James turned to me. "He's up at your place?"

"No, he moved. He didn't think it was safe at my house, so I found him new digs."

"You gonna tell me what's going on here?" said Sifu Doug.

"It's best if you don't know any more than you do," said James.

James and I went outside and he pulled a briefcase from the trunk of his midnight blue Mercedes sedan.

"Gorgeous car," I said.

"Yeah, well, there's the good news and the bad news with this ride. Everybody sees it and thinks I'm doing great. But the truth is, I'm working fifty to sixty hours a week to keep up the payments. And all this pro bono crap with Beni sure doesn't help."

We went over to my sad-looking car and James got in without comment. I pulled out of the alley and headed up Baldwin Avenue.

"The state doesn't pay you to defend guys like Beni?"

"I'd get a small fee if the case was assigned to me by the court. But when you do it on your own-like this, with my family putting the screws to me-then it's totally on my dime. I've even got to foot the bill for expenses."

"Well, I'm sure Beni appreciates it."

He laughed. "Hardly. He's the worst client possible. I bust my butt getting through law school and passing the bar exam and I'm rewarded with a blood-sucking dipshit of a cousin as my number one client. He's never paid me a dime-or even given me so much as a mahalo for my effort."

I pulled into the alley behind Farrah's store and parked.

"He's here? At the Pa'ia Store?" said James. "Not a very smart hiding place."

"He's upstairs."

"I didn't know there was an upstairs."

"Exactly."

I checked to make sure there was no one in the alley before we got out. We went up the back stairs and I used my special knock to let Farrah know it was me. When she opened up, she looked liked she'd been sucking on a lemon and a seed had gotten stuck in her throat.

"Way glad to see you," she said.

"Where's Beni?" said James, looking around the cramped living room.

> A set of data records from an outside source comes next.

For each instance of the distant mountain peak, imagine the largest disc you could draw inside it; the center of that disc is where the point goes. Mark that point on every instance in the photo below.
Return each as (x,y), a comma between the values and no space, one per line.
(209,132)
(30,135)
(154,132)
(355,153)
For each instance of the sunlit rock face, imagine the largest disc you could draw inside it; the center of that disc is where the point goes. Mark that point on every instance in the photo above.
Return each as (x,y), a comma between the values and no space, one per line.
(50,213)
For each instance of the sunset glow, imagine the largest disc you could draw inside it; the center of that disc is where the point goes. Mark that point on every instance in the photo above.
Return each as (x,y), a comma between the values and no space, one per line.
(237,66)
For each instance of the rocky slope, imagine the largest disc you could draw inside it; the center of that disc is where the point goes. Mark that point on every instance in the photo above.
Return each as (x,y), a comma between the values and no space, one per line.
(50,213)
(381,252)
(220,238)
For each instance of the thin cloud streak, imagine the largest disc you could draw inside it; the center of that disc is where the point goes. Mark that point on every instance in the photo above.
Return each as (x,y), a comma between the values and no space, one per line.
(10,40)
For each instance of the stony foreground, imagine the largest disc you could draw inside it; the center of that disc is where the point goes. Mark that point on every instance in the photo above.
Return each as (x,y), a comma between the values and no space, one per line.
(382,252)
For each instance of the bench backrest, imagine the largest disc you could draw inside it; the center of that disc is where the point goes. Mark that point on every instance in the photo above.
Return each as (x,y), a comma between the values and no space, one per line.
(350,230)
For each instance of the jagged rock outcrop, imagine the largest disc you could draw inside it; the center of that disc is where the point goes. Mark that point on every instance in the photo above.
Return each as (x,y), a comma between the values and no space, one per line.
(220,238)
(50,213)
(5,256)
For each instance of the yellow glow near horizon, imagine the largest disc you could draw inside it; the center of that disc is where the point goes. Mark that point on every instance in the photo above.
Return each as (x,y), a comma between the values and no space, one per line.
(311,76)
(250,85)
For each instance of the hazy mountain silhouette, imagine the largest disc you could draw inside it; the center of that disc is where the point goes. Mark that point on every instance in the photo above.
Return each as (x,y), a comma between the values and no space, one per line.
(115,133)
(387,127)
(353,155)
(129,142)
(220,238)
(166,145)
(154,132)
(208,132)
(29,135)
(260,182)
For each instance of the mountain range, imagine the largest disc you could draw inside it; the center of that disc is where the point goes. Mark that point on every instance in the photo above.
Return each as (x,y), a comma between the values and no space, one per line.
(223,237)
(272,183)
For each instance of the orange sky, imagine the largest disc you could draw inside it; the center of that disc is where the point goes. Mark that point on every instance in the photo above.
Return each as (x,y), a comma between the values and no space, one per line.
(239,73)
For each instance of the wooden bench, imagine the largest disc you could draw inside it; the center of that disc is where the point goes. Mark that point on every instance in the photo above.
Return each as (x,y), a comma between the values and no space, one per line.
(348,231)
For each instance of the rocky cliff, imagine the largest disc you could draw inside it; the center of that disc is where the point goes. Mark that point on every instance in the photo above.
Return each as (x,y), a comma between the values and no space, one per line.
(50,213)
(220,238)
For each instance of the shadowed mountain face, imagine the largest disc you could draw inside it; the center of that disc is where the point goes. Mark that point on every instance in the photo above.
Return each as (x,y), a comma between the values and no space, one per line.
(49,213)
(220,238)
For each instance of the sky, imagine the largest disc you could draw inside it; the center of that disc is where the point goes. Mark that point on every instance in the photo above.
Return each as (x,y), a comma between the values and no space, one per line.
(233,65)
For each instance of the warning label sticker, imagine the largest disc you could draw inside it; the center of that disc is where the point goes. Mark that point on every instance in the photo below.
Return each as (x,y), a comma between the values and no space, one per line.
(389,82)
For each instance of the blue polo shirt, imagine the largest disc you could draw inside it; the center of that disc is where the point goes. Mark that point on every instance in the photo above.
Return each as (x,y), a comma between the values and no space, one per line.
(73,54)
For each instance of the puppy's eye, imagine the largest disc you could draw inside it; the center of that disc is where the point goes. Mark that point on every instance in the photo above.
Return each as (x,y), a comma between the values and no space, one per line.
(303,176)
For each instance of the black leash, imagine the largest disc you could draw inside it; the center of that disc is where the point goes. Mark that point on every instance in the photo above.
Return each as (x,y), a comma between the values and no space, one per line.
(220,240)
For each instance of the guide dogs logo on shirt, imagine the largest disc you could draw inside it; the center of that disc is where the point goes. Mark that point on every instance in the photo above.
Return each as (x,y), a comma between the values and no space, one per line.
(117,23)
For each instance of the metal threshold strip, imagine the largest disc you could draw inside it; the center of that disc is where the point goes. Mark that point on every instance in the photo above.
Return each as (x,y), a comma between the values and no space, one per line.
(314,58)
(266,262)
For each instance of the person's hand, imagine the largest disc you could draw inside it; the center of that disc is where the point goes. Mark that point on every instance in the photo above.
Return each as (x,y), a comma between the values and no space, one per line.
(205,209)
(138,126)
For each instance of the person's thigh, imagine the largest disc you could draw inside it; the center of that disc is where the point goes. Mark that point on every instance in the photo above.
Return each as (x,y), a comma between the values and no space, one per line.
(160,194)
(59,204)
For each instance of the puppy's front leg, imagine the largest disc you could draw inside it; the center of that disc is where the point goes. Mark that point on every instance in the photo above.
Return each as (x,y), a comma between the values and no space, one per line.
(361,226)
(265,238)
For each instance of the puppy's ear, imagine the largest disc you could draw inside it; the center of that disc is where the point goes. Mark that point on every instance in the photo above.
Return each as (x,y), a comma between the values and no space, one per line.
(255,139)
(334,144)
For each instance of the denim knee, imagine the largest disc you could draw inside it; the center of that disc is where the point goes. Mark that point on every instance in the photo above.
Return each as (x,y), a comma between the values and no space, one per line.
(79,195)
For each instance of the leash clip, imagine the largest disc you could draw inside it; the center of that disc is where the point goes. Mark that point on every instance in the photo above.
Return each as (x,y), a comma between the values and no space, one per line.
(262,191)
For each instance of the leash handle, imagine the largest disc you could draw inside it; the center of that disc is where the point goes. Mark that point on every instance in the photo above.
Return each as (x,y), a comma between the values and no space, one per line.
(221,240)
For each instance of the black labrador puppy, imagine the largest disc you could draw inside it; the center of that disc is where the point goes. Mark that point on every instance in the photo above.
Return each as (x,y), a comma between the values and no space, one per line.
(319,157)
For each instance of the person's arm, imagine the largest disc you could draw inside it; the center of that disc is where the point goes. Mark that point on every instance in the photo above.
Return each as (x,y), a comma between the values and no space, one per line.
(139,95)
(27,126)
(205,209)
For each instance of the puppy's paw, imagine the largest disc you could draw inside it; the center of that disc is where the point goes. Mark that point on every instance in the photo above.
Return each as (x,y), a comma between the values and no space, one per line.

"He's barricaded himself in my bathroom. I even had to go downstairs to pee." She pointed toward her bedroom. "It's through there."

James went into the bedroom and a few seconds later I heard him tapping on the bathroom door announcing his arrival.

"How're you doing?" I said to Farrah.

"You should've warned me."

"I tried. But he'll only be here a day or two at the most. I've alerted James that time is of the essence if we hope to find Crystal in decent shape. After ten days the poor girl's probably wondering if anyone's even looking for her."

Farrah shot me a look.

"What?" I said.

"Pali, you're a good person. But these people aren't. Don't get your hopes up."

"Sheesh, what's with everybody? First Sifu Doug goes all gloom and doom on me and now you? We need to get moving, but since we know where she is, we should be able to find her pretty fast."

"From your lips to God's ear," she said. "But, as you said before, chances are Beni hasn't told us everything."

CHAPTER 23.

That night, as Steve and I were eating dinner, the phone rang. He got up and checked the caller ID. "It's Farrah," he said, handing me the receiver.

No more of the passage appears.